Well, today, November 19, is my birthday, and a Tuesday, the day of the week on which I was born. Any plate with that sum of numbers, and even an approximation of my initials, KCM (KVM will do in a pinch), will be counted as an indication that the harmony of the spheres is encompassing me — unless I forget to apply the brakes as I commence calculations.
The best sign ever of cosmic harmony was the RFD number of Madewood when Mother bought the house in 1964 (after visiting Napoleonville in 1963, which adds up to 19): Box 478, which, when added together yields the magic number. Of course, I was disappointed that the telephone number, a simple 7151 back in those days, added up to a miserable 14. Exchanges and area codes that were added later didn’t make things any better.
And when the new sequential numeration of rural addresses came into effect, 4250 Highway 308 didn’t live up to expectations. But if I added 4+2+5+3+8, I came up with 22, a doubling of my mother’s lucky number, 2. Saved again by the internal calculator.
The biggest problem I have with numbers these days is the amount of time I spend scrolling down to 1946 when I have to enter my year of birth for credit cards or to answer security questions. It’s a long way; but when I arrive, I spy 1945, the year Millie was born, with numbers totaling the mystical 19.
But there are folks far worse than I.
Last Tuesday morning, Millie’s friend Faith, who lives in Rhode Island, called precisely at 9:10 on 11/12/13, advised her of this exceptional numerical concordance and hung up. I had missed this “wish I’d been playing the slots at Harrah’s right now” moment by just two minutes, delivering Millie’s morning coffee at 9:12.
It’s already in my calendar to take Millie breakfast in bed at 10:11 on 12/13/14, the morning of Madewood’s 2014 Christmas Heritage Banquet.
At another extreme, I’ve never understood the concept of a Golden Birthday, when your age matches the day of your birth, perhaps because when I turned 19 on November 19, 1965 – enjoying an informal dinner concert by Yale singing group “The Whiffenpoofs” at legendary Mory’s — I had never heard of such nonsense.

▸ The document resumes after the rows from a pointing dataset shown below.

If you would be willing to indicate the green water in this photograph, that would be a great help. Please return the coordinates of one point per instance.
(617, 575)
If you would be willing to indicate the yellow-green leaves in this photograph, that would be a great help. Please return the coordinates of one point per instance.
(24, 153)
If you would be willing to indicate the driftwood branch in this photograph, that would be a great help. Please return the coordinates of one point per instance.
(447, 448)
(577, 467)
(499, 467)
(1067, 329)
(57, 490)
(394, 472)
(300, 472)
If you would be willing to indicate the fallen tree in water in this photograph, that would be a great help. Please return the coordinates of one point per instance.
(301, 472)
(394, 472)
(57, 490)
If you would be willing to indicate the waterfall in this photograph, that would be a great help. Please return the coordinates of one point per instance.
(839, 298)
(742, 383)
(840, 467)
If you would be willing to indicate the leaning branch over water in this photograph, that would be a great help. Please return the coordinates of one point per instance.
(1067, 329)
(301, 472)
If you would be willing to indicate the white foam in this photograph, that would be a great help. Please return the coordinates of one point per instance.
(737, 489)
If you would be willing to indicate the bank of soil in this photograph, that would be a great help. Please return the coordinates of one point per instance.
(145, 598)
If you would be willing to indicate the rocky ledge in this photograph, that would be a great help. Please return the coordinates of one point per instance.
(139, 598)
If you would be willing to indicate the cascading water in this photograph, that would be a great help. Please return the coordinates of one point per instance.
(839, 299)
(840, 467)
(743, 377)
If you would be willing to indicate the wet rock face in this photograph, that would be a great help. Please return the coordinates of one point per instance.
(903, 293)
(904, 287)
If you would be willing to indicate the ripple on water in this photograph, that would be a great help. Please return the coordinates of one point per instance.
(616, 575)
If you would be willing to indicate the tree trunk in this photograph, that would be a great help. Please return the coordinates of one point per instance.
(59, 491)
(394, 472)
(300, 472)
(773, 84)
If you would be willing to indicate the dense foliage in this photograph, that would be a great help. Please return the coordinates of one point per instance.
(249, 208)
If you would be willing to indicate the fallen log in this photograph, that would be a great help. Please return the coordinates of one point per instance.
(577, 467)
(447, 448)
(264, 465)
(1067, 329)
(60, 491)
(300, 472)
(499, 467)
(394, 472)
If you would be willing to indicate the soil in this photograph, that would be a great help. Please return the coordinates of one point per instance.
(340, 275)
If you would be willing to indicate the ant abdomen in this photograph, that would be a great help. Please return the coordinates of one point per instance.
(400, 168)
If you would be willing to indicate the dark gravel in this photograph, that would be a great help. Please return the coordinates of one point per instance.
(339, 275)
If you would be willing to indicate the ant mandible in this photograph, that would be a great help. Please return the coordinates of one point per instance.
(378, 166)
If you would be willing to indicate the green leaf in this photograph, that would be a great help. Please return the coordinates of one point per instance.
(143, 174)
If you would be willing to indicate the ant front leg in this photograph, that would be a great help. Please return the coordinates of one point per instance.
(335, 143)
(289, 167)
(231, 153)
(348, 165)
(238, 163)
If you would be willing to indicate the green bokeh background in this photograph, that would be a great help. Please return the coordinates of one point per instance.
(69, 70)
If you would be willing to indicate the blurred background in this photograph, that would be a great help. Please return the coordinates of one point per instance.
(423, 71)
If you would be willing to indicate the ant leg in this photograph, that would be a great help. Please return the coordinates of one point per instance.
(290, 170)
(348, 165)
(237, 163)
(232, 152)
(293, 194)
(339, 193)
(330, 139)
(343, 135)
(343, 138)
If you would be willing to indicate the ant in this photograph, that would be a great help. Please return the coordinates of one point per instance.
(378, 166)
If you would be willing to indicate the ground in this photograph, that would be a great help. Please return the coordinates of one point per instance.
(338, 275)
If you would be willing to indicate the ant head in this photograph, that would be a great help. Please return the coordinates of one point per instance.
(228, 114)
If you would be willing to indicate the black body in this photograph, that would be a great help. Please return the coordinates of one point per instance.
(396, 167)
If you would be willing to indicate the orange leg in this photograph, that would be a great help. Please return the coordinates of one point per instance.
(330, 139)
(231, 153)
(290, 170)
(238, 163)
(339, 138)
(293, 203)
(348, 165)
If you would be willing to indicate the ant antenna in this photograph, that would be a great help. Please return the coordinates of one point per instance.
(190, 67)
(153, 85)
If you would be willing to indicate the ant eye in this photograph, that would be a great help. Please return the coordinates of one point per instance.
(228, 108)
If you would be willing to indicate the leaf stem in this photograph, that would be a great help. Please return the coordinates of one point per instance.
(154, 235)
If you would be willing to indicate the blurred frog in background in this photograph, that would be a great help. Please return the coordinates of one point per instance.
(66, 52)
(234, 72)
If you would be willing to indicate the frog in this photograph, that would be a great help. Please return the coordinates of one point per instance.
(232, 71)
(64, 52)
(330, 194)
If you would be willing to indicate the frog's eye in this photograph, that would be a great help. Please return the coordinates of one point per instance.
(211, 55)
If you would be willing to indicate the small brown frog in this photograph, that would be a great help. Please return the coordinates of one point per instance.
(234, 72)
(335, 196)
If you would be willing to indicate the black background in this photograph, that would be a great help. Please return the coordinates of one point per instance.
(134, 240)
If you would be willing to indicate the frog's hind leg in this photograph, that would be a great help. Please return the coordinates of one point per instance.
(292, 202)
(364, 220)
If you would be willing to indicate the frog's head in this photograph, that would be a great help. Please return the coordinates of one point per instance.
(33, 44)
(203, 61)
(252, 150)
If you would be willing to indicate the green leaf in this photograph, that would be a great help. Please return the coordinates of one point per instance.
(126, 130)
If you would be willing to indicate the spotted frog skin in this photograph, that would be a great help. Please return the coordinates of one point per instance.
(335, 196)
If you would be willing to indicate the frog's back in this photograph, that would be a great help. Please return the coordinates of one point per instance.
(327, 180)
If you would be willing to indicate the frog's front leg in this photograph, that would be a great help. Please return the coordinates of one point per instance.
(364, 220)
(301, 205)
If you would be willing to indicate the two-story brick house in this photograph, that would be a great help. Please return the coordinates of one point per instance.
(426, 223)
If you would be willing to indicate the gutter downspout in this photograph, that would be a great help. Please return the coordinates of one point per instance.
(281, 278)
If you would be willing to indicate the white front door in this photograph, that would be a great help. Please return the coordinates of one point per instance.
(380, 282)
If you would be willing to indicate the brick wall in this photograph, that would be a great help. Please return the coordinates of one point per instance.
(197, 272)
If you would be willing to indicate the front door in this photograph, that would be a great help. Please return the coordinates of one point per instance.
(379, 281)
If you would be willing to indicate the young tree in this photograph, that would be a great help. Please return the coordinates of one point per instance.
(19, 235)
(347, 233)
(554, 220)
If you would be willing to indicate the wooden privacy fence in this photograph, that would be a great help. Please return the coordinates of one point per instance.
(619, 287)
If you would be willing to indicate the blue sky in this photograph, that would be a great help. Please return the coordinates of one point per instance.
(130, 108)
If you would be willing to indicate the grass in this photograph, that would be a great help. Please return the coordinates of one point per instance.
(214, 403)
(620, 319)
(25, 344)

The remoulade sauce on the storied dining club’s “Shrimp Arnaud,” served piping hot to combat the chill of a New Haven winter, had captured my attention, as had the liberal libations.
To compensate for my lack of numerological savvy 48 years ago, I’m going to make today the first ever Fool’s Gold Birthday. If I multiply the number of days in the shortest month (28) times two and subtract the total from my age today (67), I’m left with 11, a very lucky number.
Cha-ching!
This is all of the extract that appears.